From our own syntheses and production routines, reliable purity determines more than just the data on a certificate of analysis. Regular QC cycles have demonstrated that tighter control over co-eluting isomers results in more predictable downstream yields during complex syntheses where CCPCMA serves as an intermediate. Production batches consistently deliver a CCPCMA product that rates at least 98.5% purity by HPLC, sometimes exceeding 99%. This level arose not because of arbitrary marketing targets but as an answer to process hurdles experienced directly in active ingredient syntheses and specialty material production. The physical state—fine, low-dusting crystalline solid—means improved handling in both high-throughput and pilot applications. No two days in the facility are ever the same; volatility and reactivity are always top of mind, so careful solvent control and tightly monitored drying atmospheres have minimized hydrolysis and contamination risk.

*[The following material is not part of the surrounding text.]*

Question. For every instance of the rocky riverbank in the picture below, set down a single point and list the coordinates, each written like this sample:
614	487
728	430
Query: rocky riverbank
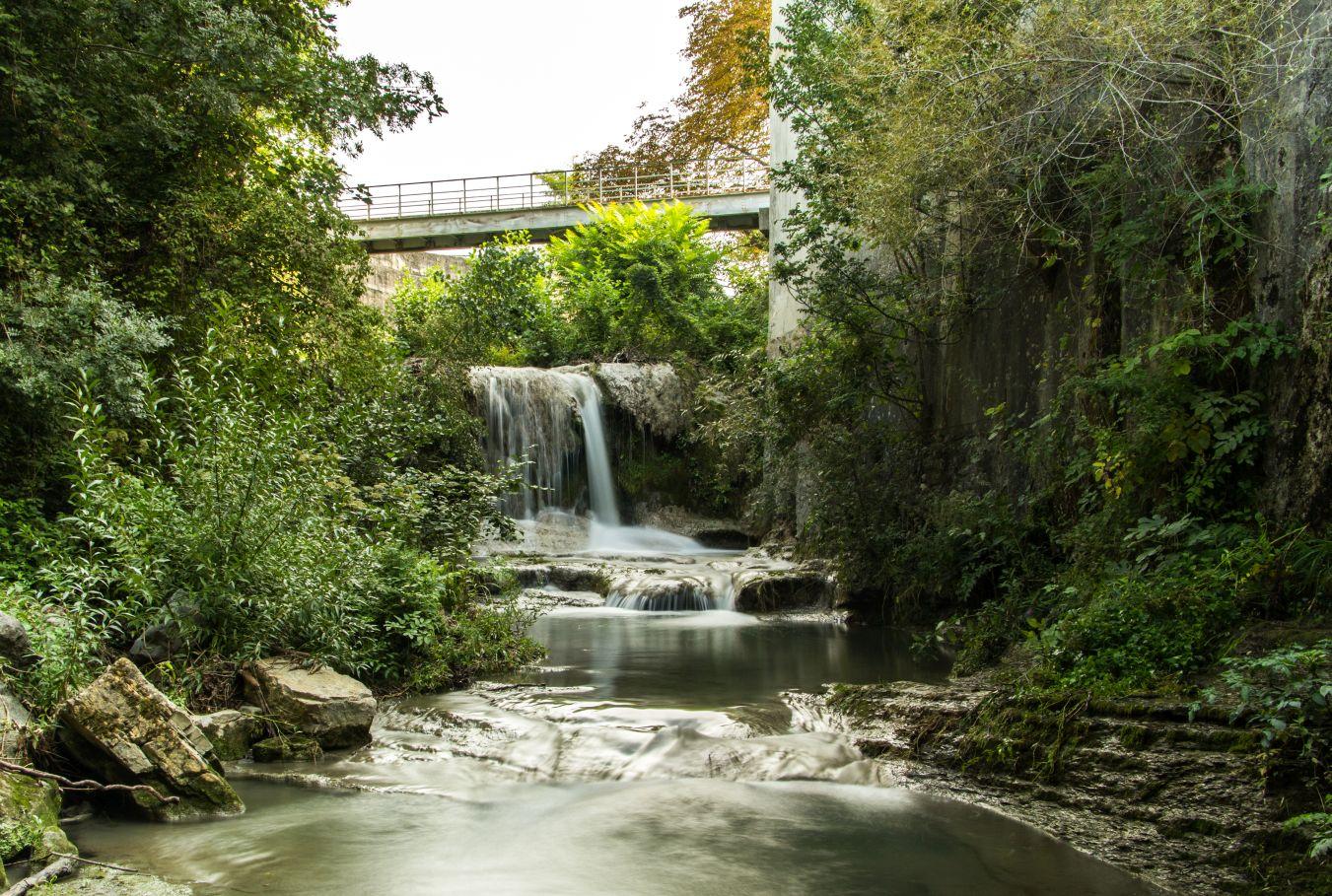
1135	782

The utility of CCPCMA shows up most boldly during its conversion steps—particularly for pharmaceutical intermediates. Feedback from teams working in agrochemical research and contract manufacturing reinforces the importance of this molecule’s reactivity profile. The cyano substituent provides a distinct route for nucleophilic additions or cross-coupling reactions that fail with more sterically hindered pyridines, enabling routes that would otherwise clog up with side products. The dual chloro and chloromethyl groups offer two independent levers for further derivatization, and we’ve watched customers unlock entirely new routes for both ring extension and side-chain elaboration. Distributors rarely see the challenges that arise with less pure or less robust analogs; those failures arrive in the form of returned product or synthesis breakdowns that stall projects. Out of this daily reality came the urge to refine our process parameters and offer a compound that truly stands up to multistep transformations.

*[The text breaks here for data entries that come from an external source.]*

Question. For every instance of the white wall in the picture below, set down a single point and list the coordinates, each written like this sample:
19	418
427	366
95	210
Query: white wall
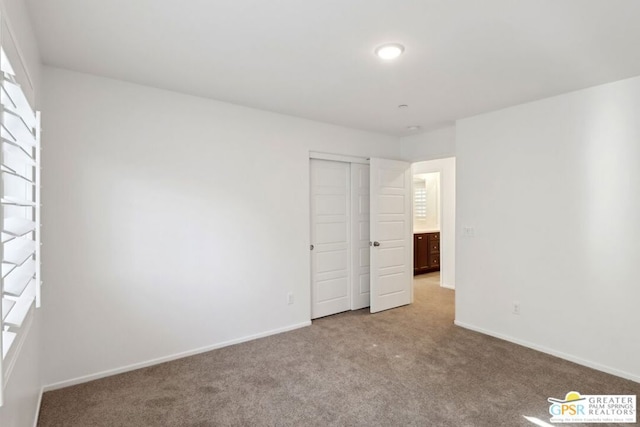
551	189
447	169
157	243
22	393
435	144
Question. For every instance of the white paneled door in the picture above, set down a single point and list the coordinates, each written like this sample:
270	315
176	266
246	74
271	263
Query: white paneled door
330	237
391	228
360	236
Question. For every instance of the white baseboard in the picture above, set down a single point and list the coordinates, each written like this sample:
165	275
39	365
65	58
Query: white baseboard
561	355
134	366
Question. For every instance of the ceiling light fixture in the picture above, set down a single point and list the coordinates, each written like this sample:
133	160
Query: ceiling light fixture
389	51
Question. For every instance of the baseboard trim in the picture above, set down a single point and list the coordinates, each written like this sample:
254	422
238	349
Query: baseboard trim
561	355
134	366
38	405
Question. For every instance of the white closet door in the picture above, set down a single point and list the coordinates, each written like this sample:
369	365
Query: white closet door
330	237
391	227
360	276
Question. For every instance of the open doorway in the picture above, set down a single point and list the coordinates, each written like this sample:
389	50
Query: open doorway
434	221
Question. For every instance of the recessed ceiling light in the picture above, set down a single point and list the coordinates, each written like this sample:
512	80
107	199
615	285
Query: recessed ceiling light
389	51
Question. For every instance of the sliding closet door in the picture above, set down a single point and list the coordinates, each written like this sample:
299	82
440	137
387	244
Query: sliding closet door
330	237
360	276
391	228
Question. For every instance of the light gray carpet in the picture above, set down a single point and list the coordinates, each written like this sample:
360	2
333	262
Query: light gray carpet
405	367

Sitting at the crux of custom synthesis work, even minor impurities in CCPCMA tend to snowball further down the pipeline. We still see many labs grappling with off-brand alternatives, usually produced at lower cost to shave margin for distributors. Aside from visible color impurities—an instant red flag in this chemistry—the true differences reveal themselves when evaluating byproducts, solubility shifts, and yield losses in later reactions. We’ve documented cases where trace starting materials or catalyst residues result in rapid decomposition under standard cyclization conditions, leaving R&D chemists with nothing but failed experiments and wasted weeks.
Those seeking reliable, predictable outcomes make purity and traceability non-negotiable. There are plenty of vendors happy to offer “lowest price per kilo” options, with little to say about true reproducibility. Direct-from-manufacturer access to analytical records and synthesis backstory provides a much clearer audit trail, which has helped our partners pass regulatory and QA hurdles at the other end of the chain.
Manufacturing CCPCMA isn’t an exercise in simple scale-up. As volumes increase, previously minor variables become major factors. Early experiments on the pilot plant line revealed subtle issues with slow crystallization and solvent retention. These might sound arcane until they manifest as a sludge in reactors meant for high-throughput processing, or as compromised filterability in multipurpose plants. Each round of improvement—tweaking the precipitant, refining the order of reagent additions, and implementing stricter moisture controls—made a measurable difference in the overall consistency of the product delivered. These hands-on details don’t always get highlighted in commercial spec sheets, but in real-world manufacturing, they define the line between an acceptable material and one that genuinely supports innovation.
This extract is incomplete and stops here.